The first half of Felix Strader’s review follows the well-worn path trodden by other reviewers. It outlines Shirky’s basic premise and uses a couple of his case studies to illustrate these points.
But it is the second half of the review where Strader really reveals the gaping hole at the heart of the book:
“For a book that claims to analyse a revolution that ‘cannot be contained in the institutional structure of society’. we get extremely little on politics or power. […] This lack of depth is the result of the single most problematic aspect of the book. It focuses almost exclusively on aspects that are entirely uncontroversial.”
Stalder uses this gaping void to explore what he calls the “tension” at the heart of web 2.0. This tension exists between the growing number of decentralized ‘amateurs’ creating and contributing value and content to the network and the spaces in which this creation unfolds which are largely centralized and possess vested interests in maintaining control over the public spaces online.
This has a number of clear implications that Stalder believes Shirky must be aware of but keeps quiet about; perhaps given his role as a consultant to the same companies.
As a result, the book’s one glaring omission is about the battle over copyright and DRM:
“Tussle over copyright? Reading Shirky, you wouldn't know there is one. This is probably the most glaring absence. Number of entries for copyright in the index of the book? Zero! In my view, this is inexcusable because it cuts right to the core of why 'boring technologies' are currently so ‘socially interesting’. File sharing, in particular, demonstrates most clearly the power of ‘organizing without organization’ so radical that, for the moment, nobody knows how to contain it within current institutional structures. Number of entries on P2P or file sharing in the index? Again, zero!”

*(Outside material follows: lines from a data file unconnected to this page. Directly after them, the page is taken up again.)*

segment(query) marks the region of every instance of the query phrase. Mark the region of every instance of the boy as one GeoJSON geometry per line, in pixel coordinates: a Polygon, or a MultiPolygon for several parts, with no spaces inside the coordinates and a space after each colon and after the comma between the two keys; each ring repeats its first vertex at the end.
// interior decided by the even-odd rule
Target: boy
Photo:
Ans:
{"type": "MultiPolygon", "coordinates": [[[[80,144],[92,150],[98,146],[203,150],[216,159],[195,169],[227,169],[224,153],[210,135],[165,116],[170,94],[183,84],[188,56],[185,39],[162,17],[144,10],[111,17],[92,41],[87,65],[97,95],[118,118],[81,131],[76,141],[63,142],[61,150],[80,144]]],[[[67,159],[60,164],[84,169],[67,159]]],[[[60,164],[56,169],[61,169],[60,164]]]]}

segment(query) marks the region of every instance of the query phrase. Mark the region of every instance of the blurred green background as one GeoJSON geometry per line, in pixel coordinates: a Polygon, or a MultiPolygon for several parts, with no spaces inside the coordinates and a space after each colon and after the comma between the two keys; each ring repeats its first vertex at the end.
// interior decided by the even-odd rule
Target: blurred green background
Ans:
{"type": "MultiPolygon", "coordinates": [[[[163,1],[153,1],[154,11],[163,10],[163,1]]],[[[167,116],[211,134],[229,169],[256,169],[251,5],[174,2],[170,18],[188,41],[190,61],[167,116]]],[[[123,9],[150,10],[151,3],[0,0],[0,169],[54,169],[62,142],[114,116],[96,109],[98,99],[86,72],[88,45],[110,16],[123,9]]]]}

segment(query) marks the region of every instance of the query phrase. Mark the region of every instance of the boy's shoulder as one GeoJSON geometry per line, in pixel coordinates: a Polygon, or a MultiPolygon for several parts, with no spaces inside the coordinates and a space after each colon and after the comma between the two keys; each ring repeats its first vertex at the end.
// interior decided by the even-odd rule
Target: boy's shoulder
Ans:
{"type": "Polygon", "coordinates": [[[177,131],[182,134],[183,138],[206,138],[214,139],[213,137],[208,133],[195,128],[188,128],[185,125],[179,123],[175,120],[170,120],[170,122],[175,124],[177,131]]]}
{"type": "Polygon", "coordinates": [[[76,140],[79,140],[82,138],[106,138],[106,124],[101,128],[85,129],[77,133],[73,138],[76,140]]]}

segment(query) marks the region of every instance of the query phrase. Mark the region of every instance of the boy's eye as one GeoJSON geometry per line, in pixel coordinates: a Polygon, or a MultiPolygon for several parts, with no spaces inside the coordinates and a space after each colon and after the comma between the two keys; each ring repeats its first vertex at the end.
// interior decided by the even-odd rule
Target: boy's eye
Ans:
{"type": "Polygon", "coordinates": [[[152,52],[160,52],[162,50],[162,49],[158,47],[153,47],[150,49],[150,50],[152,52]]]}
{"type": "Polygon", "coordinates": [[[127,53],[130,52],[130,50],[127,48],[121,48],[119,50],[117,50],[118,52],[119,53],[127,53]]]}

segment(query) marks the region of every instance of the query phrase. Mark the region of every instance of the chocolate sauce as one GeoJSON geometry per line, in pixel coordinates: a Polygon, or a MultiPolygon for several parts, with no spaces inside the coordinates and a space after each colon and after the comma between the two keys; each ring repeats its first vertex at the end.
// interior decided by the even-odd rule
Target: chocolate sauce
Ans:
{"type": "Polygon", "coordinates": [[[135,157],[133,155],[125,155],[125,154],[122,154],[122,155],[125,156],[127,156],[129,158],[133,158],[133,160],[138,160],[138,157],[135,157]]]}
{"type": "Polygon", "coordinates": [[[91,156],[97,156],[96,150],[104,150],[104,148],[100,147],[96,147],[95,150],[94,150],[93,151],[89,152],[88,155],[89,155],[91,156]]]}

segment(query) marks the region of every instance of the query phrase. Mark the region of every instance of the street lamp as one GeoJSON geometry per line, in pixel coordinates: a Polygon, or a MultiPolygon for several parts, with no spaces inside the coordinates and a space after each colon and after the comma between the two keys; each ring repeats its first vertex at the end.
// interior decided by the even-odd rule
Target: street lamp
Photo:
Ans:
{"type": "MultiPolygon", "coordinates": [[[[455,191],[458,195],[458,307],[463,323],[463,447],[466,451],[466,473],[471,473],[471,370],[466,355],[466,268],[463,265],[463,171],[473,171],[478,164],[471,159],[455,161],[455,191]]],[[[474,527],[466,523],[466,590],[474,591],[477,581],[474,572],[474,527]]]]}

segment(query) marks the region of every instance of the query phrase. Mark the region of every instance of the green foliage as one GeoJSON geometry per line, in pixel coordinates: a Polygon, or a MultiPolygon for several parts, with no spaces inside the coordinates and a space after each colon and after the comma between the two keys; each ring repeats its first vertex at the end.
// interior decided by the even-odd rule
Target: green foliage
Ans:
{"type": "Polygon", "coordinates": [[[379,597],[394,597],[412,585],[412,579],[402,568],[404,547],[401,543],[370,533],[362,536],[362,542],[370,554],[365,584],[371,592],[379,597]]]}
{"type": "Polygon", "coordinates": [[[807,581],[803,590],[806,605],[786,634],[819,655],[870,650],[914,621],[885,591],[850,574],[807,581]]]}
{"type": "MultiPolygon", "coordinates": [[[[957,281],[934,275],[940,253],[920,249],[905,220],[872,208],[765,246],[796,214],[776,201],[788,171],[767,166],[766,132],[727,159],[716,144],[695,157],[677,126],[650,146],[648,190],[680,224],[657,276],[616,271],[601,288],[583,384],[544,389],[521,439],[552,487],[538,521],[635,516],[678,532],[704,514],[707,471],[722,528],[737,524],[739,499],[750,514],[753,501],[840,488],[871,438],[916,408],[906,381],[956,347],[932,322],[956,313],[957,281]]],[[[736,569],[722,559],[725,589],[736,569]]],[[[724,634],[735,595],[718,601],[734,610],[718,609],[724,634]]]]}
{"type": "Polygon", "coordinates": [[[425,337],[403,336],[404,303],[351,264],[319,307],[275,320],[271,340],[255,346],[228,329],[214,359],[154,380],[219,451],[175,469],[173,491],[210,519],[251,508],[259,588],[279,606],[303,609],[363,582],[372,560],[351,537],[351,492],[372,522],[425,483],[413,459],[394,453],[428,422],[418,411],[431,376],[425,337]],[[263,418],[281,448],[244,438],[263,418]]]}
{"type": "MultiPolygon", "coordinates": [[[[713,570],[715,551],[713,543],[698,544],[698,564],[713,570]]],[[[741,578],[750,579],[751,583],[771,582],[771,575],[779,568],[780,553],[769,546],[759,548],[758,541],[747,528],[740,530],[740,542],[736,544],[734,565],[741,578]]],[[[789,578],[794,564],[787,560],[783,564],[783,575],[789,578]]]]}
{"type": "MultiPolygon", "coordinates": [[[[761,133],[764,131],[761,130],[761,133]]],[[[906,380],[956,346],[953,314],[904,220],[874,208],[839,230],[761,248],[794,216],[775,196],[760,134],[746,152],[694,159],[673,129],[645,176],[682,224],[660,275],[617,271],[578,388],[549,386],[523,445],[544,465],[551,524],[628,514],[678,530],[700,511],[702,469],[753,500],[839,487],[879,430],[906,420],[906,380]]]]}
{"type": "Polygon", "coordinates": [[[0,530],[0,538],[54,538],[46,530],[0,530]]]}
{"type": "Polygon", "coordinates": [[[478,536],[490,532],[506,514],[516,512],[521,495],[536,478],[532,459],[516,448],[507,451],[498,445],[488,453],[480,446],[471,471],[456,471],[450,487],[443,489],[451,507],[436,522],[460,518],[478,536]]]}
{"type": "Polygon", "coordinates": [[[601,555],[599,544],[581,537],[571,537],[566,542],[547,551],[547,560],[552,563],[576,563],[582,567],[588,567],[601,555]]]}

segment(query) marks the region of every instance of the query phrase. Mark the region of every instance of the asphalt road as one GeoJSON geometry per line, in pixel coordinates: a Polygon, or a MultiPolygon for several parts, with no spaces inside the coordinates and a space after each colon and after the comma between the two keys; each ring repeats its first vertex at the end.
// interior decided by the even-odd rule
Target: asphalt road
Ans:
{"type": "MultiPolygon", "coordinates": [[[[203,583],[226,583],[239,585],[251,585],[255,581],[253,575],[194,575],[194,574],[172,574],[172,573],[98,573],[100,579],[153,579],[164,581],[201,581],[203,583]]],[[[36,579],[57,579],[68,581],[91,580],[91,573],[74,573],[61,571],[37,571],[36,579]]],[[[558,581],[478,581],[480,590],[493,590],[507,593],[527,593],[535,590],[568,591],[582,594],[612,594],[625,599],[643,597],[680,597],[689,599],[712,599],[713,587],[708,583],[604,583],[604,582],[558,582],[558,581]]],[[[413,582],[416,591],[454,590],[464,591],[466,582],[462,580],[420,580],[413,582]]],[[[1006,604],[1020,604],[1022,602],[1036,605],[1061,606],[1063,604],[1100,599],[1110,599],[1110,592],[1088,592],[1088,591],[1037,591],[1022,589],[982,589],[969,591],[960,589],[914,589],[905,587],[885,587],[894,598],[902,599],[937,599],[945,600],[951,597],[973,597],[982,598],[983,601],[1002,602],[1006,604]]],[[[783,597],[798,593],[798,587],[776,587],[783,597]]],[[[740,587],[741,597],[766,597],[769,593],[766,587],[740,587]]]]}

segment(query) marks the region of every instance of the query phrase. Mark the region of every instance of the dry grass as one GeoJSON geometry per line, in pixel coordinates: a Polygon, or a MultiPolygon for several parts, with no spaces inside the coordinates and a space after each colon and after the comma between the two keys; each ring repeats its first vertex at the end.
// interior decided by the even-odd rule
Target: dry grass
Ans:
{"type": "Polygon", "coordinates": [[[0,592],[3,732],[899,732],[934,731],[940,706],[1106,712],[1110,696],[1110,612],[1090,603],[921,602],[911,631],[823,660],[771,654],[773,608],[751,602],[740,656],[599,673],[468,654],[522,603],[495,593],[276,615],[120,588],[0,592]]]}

This omission is a monumental failure on Shirky’s behalf and “an indication”- to Stalder at least – “of how constrained discourse has become, particularly in the US.” Damningly, Stalder concludes that this narrow view of the power and potential of Web 2.0 is “Self-censorship at work.”
While this makes total sense, I can’t offer a critique as I haven’t read Shirky’s book. Rest assured it’s an issue I want to return to once I have.